Figure 6 shows the performance scaling with increasing data size across multiple tasks, highlighting how models trained on CRAFT-generated datasets outperform or match the performance of baselines.
Case Study
1. Few-Shot Design
BioQA few-shot text samples: Compiled from diverse sources, including textbooks and Encyclopedia Britannica.
MedQA: Primarily utilized openly accessible resources such as NIH and Mayo Clinic websites.
CSQA: Samples were drawn from various online articles and blogs.
Continuous text snippets: Extracted from non-open sources to ensure articles crawled from C4 do not produce exact matches during retrieval.
Question and answer generation: Each sample's questions and answers were generated manually.
Recipe generation few-shots: Derived from blogs featuring structured meal instructions.
Summarization samples: Included texts from multiple sources to ensure a broad vocabulary for retrieval.
2. Embedding Database
SentenceTransformers were utilized, specifically the MiniLM (multi-qa-MiniLM-L6-cos-v1) optimized for cosine similarity searches. This model produces 384D embeddings, stored in an HDF5 database for efficient data retrieval.
3. Corpora
The retrieval system incorporates four extensive corpora:
C4 Dataset: A 305GB subset of a 750GB pre-cleaned dataset, omitting non-informative content.
English Wikipedia: Processed using WikiExtractor based on the January 2024 dump, offering diverse high-quality textual information.
Stack Exchange: Featuring structured Q&A formats from 173 sub-communities.
WikiHow: Step-by-step instructional documents.
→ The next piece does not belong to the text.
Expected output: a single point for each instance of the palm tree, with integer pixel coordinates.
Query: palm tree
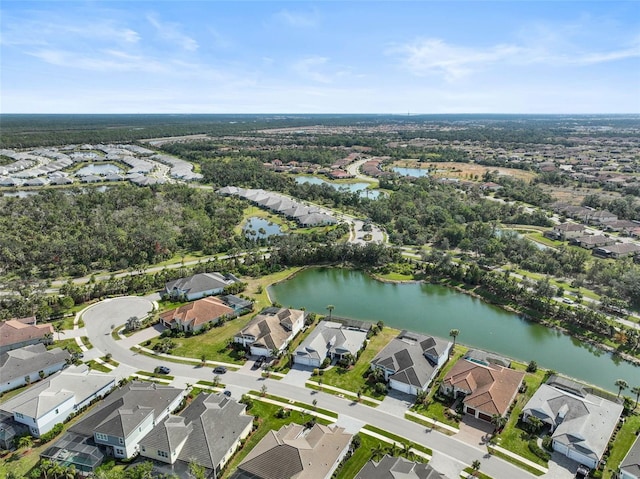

After filtering based on character count, approximately 383 million documents were compiled across these datasets.
4. Document Retrieval
A two-step retrieval process for efficient similarity search was employed. The embedding database was divided into subsections, calculating cosine similarity in the first step, reducing the pool to around 19 million documents. In the second step, top-k similarity retrieval was performed. A mixed similarity retrieval strategy ensures a balance between topic diversity and relevance by combining individual top-k retrieval and averaged similarity.
5. Task Sample Synthesis
Text generation was aligned with few-shot design through in-context learning to mitigate hallucinations and formatting errors. Each prompt included three randomly sampled few-shot examples, leading to input lengths often exceeding 10,000 tokens. Task samples were generated using the Mistral 7B Instruct model, with quality control applied through structured JSON outputs. Samples that did not meet formatting criteria or showed high similarity to existing samples were discarded.
6. Training and Optimization
Fine-tuning utilized low-rank adaptation (LoRA) for efficiency. Implemented in PyTorch, an adaptive momentum optimizer was employed. Fine-tuning spanned three epochs, with a batch size of 2 for human-curated few-shots and 16 for others. LoRA adapters were applied to every linear layer, adding a minimal percentage of parameters while keeping the rest of the model frozen during training.
Conclusion and Insights
This article has explored the motivation behind CRAFT, its method for generating synthetic datasets, and the evaluation of its performance. In summary, CRAFT’s innovation lies in:
Efficiently generating synthetic task-specific datasets.
Utilizing large-scale retrieval and augmentation of human-written documents.
Outperforming human-curated datasets in certain tasks, as seen in summarization and QA tasks.
However, I think there are potential limitations. While synthetic data generation is powerful, it can sometimes produce noise or low-quality data. CRAFT addresses this through augmentation and specific task templates, but fully synthetic data generation may still suffer from low-quality outputs.
In future work, I believe adding a more robust quality-check mechanism or integrating real-time human feedback could further improve the dataset quality.